Nina’s voice broke. “Oh, my child . . . I just want to reach through these bars and hold you.”

“No,” Damien interrupted, his hands moving in front of Luna as if to block an attack. His voice was flat but unyielding. “You stay right there.”

Nina pressed a hand to her heart as if his words had physically harmed her. “So unnecessarily cruel,” she whispered, shaking her head. “Do not tell me you fear me so greatly that you would deny a mother what is likely to be her one and only embrace of her child?” Her gaze flicked to Luna’s. “Or do you not know where he is sending me?”

“She knows.”

Exasperated, Luna shot Damien a pointed look. “Why is she even chained? She’s not an animal.” They were in a demonic temple, and she was locked in a cell. Surely there wasn’t anything Nina could do to them at this point? “Undo them.”

“Precaution,” Damien said, in that same flat voice. “Even though unicorn magic doesn’t work in demonic temples, I’m certain she would be the one to find a way. The dampening cuffs provide additional security.”

“If I wanted to curse you”—Nina lifted her hands, clicking the cuffs together—“these would not stop me.” Her lips curved upwards, devilishly. “But I’d never dream of harming the man who brought my daughter to me.”

Luna doubted that. She had a feeling that if Nina could, shewoulddo just that.

“You’re staying chained,” Damien said to Nina, then he turned to Luna. “And you are staying right here.”

Realizing this wasn’t a fight she was going to win, Nina retreated back in her cell. Seeing this as a dismissal attempt, Luna almost turned to leave when Nina spoke again, stopping her in her tracks. “I’ve always worried if I made the wrong choice . . .”

Immediately, Luna knew what she meant. She tried her best to give her a reassuring smile. “The family they gave me . . . They were kind. Took me in as one of their own.” She thought of Angie and Darius—of every lie wrapped up as safety. “I think they truly loved me. Probably still do, but . . .” Luna licked her lips, summoning her courage to ask, “I wanted to know why you gave me up? Why you decided to do it.”

Nina’s shoulders stiffened. “I was a refugee when I found Grythorn. The King sheltered me, on the condition that I’d keep his kingdom safe. When they found out I was pregnant, he thought raising a child would distract me from those duties . . . That a child would weaken my resolve, so we made a deal. A family in his court would raise you like theirs. I was never to speak to you. You were to be raised like a human so you’d be accepted among them.” Nina’s voice broke. She turned her face away, staring at the wall.

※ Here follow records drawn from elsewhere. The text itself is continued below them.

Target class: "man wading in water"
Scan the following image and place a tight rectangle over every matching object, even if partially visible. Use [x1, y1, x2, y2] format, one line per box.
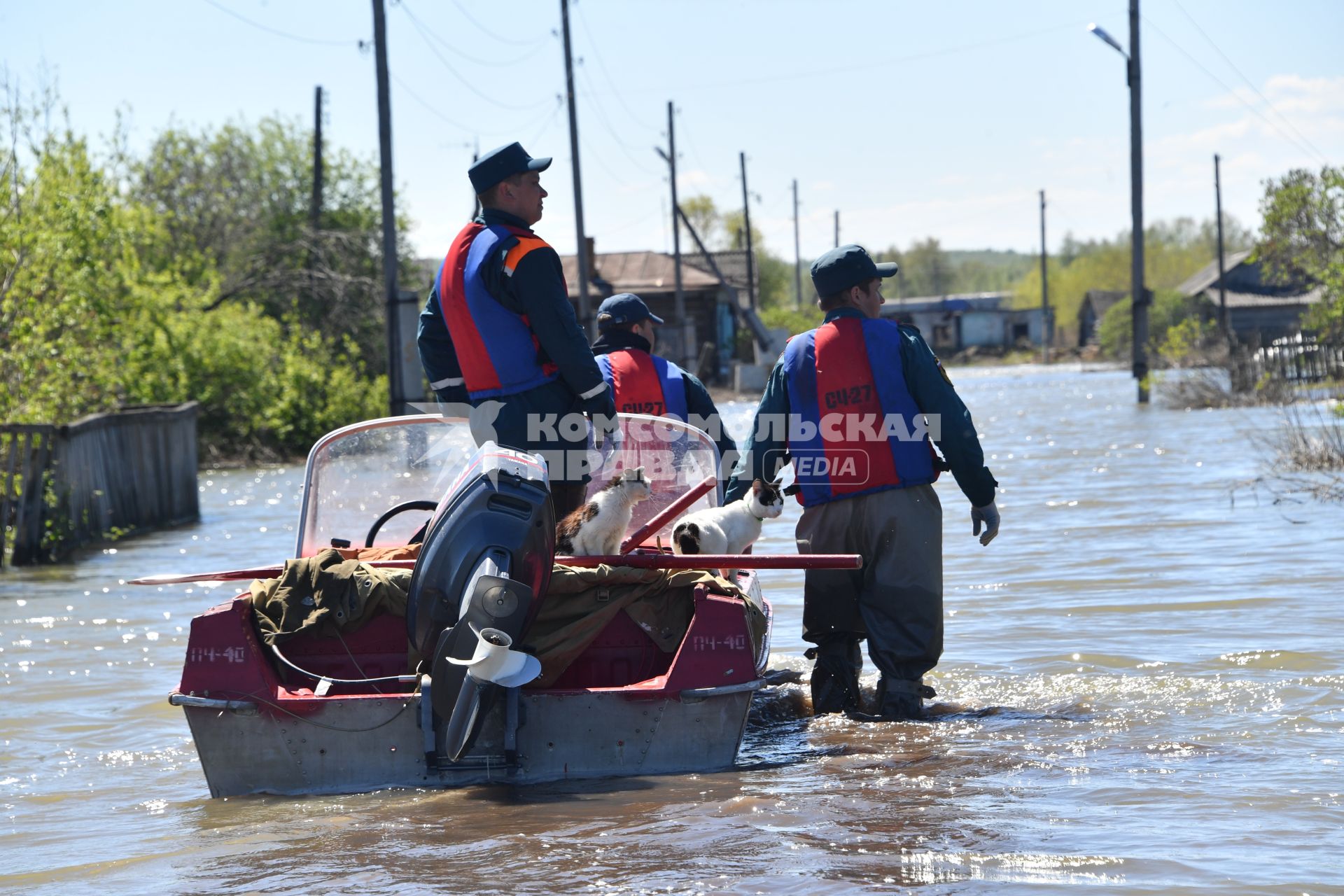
[726, 246, 999, 722]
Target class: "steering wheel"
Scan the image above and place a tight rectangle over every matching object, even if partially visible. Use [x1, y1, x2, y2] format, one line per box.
[364, 501, 438, 548]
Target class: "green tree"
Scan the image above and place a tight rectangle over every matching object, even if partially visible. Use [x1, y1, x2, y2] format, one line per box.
[680, 195, 727, 253]
[1255, 165, 1344, 335]
[1014, 218, 1245, 356]
[129, 118, 421, 367]
[0, 91, 386, 456]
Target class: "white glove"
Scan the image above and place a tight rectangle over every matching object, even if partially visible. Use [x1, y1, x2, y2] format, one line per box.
[970, 501, 999, 544]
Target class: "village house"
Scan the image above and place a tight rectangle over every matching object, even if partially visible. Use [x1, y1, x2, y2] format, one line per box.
[1078, 289, 1129, 348]
[882, 293, 1042, 352]
[1177, 250, 1325, 345]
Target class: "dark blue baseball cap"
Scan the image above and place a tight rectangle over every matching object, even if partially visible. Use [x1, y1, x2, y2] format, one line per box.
[466, 142, 551, 193]
[596, 293, 663, 330]
[812, 243, 897, 295]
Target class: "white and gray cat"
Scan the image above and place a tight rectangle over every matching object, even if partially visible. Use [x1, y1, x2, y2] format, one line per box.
[555, 466, 653, 557]
[672, 479, 783, 554]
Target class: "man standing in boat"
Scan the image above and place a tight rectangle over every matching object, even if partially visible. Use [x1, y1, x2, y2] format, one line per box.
[593, 293, 738, 479]
[727, 244, 999, 720]
[416, 142, 615, 519]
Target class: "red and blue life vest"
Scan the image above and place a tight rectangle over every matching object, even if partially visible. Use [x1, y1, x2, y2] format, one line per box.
[783, 317, 938, 506]
[596, 348, 688, 423]
[438, 222, 559, 402]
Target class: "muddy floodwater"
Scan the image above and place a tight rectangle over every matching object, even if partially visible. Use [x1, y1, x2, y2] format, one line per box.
[0, 367, 1344, 896]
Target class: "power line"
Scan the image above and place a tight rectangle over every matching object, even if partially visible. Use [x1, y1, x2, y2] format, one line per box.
[574, 6, 659, 133]
[1172, 0, 1328, 161]
[527, 101, 564, 146]
[399, 0, 545, 69]
[583, 22, 1107, 92]
[453, 0, 547, 47]
[399, 3, 550, 111]
[1142, 16, 1325, 161]
[390, 73, 561, 137]
[580, 66, 659, 177]
[196, 0, 363, 47]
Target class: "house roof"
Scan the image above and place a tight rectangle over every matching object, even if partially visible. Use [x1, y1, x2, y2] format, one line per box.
[561, 251, 719, 298]
[882, 293, 1008, 317]
[681, 248, 755, 289]
[1199, 293, 1325, 309]
[1176, 248, 1254, 295]
[1078, 289, 1129, 320]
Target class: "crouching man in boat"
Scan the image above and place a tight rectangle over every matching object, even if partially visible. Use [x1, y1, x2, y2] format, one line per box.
[416, 142, 615, 519]
[727, 244, 999, 720]
[593, 293, 738, 494]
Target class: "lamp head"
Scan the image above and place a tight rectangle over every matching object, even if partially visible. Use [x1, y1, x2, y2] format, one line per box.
[1087, 22, 1129, 59]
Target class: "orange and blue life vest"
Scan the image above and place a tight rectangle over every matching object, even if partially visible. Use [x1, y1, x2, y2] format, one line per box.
[596, 348, 688, 423]
[437, 222, 559, 402]
[783, 317, 938, 506]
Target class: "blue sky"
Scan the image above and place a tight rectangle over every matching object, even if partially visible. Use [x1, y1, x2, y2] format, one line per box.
[0, 0, 1344, 265]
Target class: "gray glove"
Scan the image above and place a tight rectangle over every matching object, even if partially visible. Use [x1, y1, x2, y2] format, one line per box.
[970, 501, 999, 544]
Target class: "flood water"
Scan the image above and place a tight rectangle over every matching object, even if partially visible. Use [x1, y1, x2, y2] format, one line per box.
[0, 367, 1344, 896]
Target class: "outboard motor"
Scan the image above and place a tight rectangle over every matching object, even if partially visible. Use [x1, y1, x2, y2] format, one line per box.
[406, 442, 555, 762]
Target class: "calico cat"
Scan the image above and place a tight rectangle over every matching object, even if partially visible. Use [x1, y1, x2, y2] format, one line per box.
[672, 479, 783, 554]
[555, 466, 653, 557]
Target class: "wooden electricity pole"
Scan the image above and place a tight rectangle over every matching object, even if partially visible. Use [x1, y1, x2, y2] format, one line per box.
[374, 0, 405, 416]
[793, 178, 802, 310]
[738, 152, 755, 307]
[561, 0, 594, 334]
[309, 85, 323, 234]
[1040, 190, 1054, 364]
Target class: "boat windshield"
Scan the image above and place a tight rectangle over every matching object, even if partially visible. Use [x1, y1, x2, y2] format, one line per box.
[297, 414, 476, 557]
[295, 414, 719, 556]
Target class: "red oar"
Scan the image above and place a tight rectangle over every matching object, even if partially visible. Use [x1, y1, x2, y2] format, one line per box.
[130, 554, 863, 584]
[621, 475, 719, 553]
[129, 560, 415, 584]
[555, 554, 863, 570]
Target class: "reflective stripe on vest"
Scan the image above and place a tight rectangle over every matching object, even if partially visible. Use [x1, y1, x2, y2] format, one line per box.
[783, 317, 937, 505]
[438, 222, 559, 400]
[596, 348, 690, 423]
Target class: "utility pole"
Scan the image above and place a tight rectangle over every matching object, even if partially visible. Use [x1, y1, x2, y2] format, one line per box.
[466, 137, 481, 220]
[1129, 0, 1152, 405]
[374, 0, 405, 416]
[738, 152, 755, 307]
[1040, 190, 1054, 364]
[1214, 153, 1231, 341]
[311, 85, 323, 234]
[793, 178, 802, 310]
[561, 0, 596, 332]
[653, 99, 695, 365]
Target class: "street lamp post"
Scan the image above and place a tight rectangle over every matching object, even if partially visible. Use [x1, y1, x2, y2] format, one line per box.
[1087, 0, 1152, 405]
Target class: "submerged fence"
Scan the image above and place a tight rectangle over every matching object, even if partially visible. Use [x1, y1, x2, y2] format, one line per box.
[1227, 337, 1344, 392]
[0, 402, 200, 566]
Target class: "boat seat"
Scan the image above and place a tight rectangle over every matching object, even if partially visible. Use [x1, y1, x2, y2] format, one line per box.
[550, 612, 673, 690]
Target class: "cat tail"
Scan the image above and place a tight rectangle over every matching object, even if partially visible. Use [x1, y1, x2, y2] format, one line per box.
[672, 523, 700, 554]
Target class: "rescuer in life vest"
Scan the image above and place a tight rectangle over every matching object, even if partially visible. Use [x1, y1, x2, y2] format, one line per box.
[415, 142, 615, 519]
[726, 244, 999, 720]
[593, 293, 738, 479]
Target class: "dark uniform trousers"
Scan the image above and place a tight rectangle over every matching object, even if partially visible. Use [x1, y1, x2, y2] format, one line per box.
[794, 485, 942, 693]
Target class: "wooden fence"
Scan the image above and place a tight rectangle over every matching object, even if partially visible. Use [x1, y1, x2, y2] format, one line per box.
[0, 402, 200, 566]
[1227, 337, 1344, 392]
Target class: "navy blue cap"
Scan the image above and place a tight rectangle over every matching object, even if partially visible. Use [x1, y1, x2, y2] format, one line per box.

It warmed Luna’s heart, though, that the decision to give her up was not made out of indifference but rather necessity.

“I named you Luna, the day you were born,” Nina continued. “I had hoped naming you after the moon would give you its strength . . . I remember your tiny hands. How they reached for me as they took you away.” She looked back at Luna, eyes shining. “I can’t believe how much you’ve grown. You’re so beautiful.”

Warmth spread through Luna at the compliment. It wasn’t like when Felix had said it, it didn’t feel pitiful. No. Nina truly thought Luna was beautiful, and Luna felt no need to hide her disfigurement from her; it healed something jagged inside of her.

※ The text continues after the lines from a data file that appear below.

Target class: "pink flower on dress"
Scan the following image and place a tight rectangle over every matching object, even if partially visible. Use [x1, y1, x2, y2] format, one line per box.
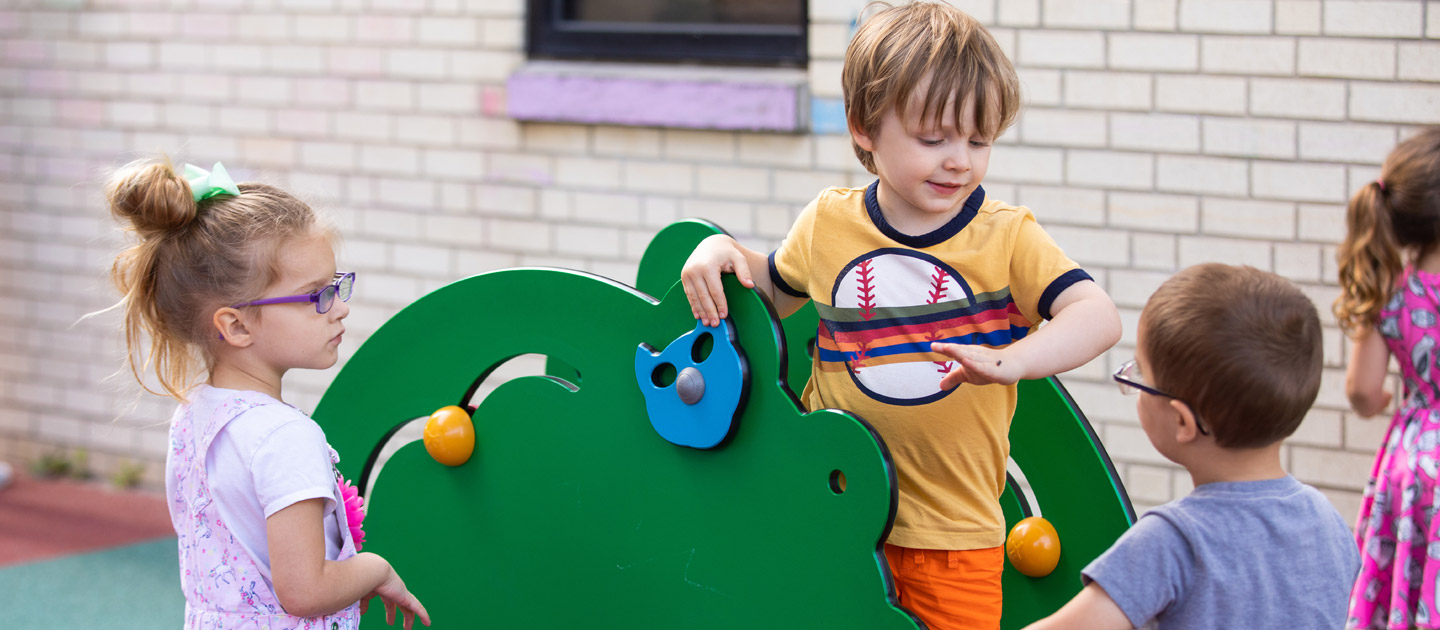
[340, 478, 364, 551]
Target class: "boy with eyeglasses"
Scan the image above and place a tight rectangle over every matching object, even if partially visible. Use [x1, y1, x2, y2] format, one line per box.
[1030, 263, 1359, 630]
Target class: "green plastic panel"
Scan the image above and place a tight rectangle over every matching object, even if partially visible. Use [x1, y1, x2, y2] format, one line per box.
[314, 269, 922, 630]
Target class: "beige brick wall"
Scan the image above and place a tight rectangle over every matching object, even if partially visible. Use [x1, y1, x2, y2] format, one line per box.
[0, 0, 1440, 516]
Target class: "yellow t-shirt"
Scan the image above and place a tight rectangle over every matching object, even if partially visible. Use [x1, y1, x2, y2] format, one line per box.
[770, 184, 1090, 549]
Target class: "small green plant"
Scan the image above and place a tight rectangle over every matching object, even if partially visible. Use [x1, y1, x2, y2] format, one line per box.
[109, 459, 145, 489]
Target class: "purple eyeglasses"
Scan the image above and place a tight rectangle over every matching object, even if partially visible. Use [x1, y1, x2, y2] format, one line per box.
[232, 272, 356, 314]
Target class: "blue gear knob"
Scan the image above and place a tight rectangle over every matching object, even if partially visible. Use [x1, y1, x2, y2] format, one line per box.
[635, 319, 750, 449]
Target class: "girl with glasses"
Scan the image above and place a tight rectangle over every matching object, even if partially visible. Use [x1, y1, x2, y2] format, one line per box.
[1335, 128, 1440, 629]
[105, 160, 429, 630]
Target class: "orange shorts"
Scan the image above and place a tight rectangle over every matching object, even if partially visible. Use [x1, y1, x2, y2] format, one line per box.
[886, 544, 1005, 630]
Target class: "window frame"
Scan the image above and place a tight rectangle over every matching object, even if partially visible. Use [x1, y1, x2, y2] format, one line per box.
[526, 0, 809, 68]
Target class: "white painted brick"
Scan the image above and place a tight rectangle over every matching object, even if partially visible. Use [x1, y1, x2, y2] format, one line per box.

Nina’s gaze flicked to Damien briefly, her voice dropping to a whisper. “Did they hurt you?”

“No,” Luna quickly answered. “He saved me.”

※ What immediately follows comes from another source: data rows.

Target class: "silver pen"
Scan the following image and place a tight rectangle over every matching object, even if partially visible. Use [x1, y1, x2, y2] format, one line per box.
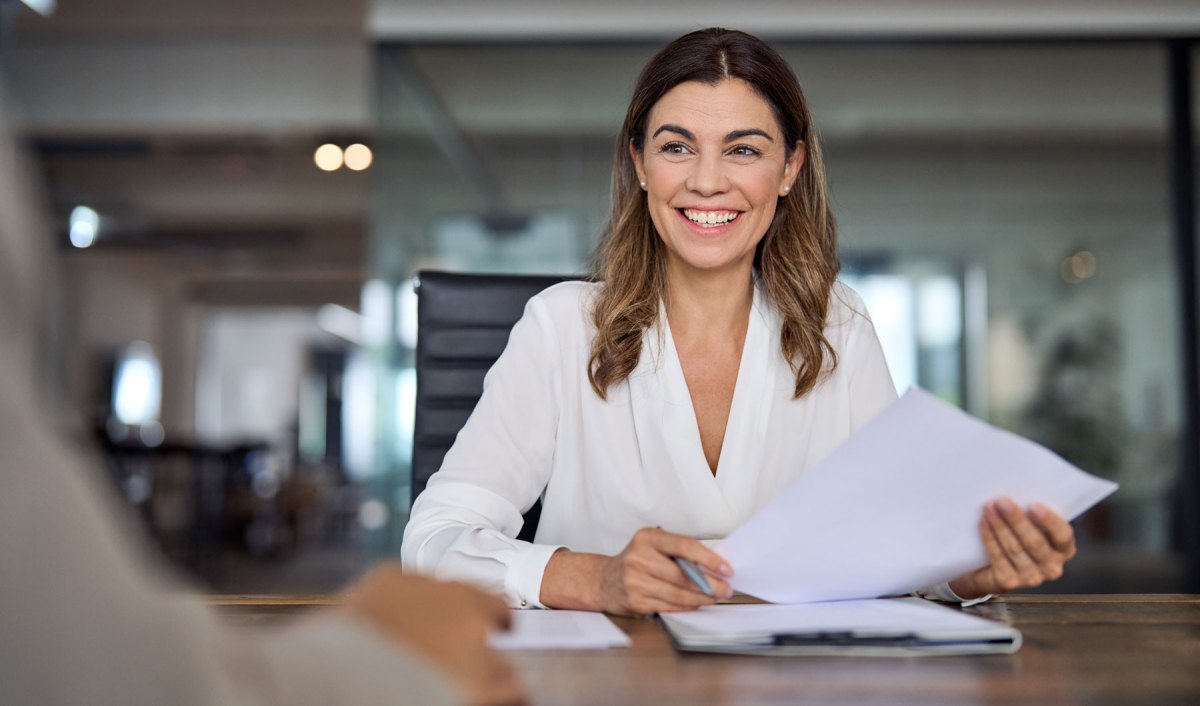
[673, 556, 716, 598]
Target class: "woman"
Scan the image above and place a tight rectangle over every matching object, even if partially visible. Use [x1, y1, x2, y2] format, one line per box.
[402, 29, 1074, 614]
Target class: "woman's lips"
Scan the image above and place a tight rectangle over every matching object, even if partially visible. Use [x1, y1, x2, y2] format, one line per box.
[676, 209, 742, 237]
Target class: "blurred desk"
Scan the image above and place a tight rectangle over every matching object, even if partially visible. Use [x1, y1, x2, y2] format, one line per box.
[212, 594, 1200, 706]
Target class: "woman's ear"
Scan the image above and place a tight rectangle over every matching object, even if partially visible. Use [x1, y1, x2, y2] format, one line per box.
[779, 140, 809, 196]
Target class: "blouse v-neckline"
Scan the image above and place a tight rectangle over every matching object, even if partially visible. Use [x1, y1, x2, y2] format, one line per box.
[643, 285, 773, 499]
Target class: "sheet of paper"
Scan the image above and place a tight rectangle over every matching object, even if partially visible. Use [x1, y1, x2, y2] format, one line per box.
[490, 610, 629, 650]
[715, 389, 1117, 603]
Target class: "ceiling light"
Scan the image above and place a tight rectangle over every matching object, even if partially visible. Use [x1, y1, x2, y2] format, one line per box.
[346, 143, 373, 172]
[312, 144, 342, 172]
[71, 207, 100, 247]
[20, 0, 58, 17]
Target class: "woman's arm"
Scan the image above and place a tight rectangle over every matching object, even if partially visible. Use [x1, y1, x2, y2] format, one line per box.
[541, 527, 733, 615]
[401, 291, 566, 608]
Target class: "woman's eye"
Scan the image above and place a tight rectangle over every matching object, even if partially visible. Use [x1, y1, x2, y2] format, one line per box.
[730, 144, 762, 157]
[659, 142, 691, 155]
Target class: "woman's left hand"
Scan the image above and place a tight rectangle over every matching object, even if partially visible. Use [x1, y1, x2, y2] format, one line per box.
[950, 497, 1075, 599]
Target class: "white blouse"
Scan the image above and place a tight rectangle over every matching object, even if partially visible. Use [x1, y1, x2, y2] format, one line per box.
[401, 282, 907, 608]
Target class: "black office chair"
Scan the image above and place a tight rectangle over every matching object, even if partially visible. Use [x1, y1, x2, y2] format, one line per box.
[413, 271, 575, 542]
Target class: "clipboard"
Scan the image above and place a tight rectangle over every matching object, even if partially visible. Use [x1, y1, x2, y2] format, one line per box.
[659, 598, 1021, 657]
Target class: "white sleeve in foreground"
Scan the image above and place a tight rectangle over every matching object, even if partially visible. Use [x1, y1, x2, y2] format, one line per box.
[913, 581, 992, 608]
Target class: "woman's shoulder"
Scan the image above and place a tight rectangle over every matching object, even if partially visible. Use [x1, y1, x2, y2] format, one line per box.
[826, 280, 871, 328]
[529, 280, 600, 331]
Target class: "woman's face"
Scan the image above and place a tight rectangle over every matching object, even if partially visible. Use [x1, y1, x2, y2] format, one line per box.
[630, 79, 805, 276]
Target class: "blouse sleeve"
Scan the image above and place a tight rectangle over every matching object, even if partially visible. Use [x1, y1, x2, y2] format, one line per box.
[401, 295, 563, 608]
[839, 289, 896, 432]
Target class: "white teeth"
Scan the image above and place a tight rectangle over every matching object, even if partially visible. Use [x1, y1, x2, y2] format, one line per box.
[683, 209, 738, 226]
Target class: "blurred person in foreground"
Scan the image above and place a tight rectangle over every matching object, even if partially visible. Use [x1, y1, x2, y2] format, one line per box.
[0, 79, 523, 706]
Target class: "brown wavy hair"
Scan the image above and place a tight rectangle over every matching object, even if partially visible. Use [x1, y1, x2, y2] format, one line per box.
[588, 28, 841, 399]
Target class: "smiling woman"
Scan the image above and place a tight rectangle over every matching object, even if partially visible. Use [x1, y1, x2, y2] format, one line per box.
[402, 29, 1074, 614]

Nina’s laugh was as sharp as a blade. “Of course he did. Or that’s what he wants you to think. Tell me—if you think about it, were you ever in danger before he arrived? Or did he arrange it all to become a hero in your eyes.”

Luna’s mouth opened, then closed. “What do you mean?”

“I saw him—them—at the ceremony,” Nina hissed. “His very presence planted a seed of doubt in those humans’ minds. They didn’t know where your loyalty lay. Then the humans overreacted—as humans always do—and Damien swept in to play the role of hero for you.”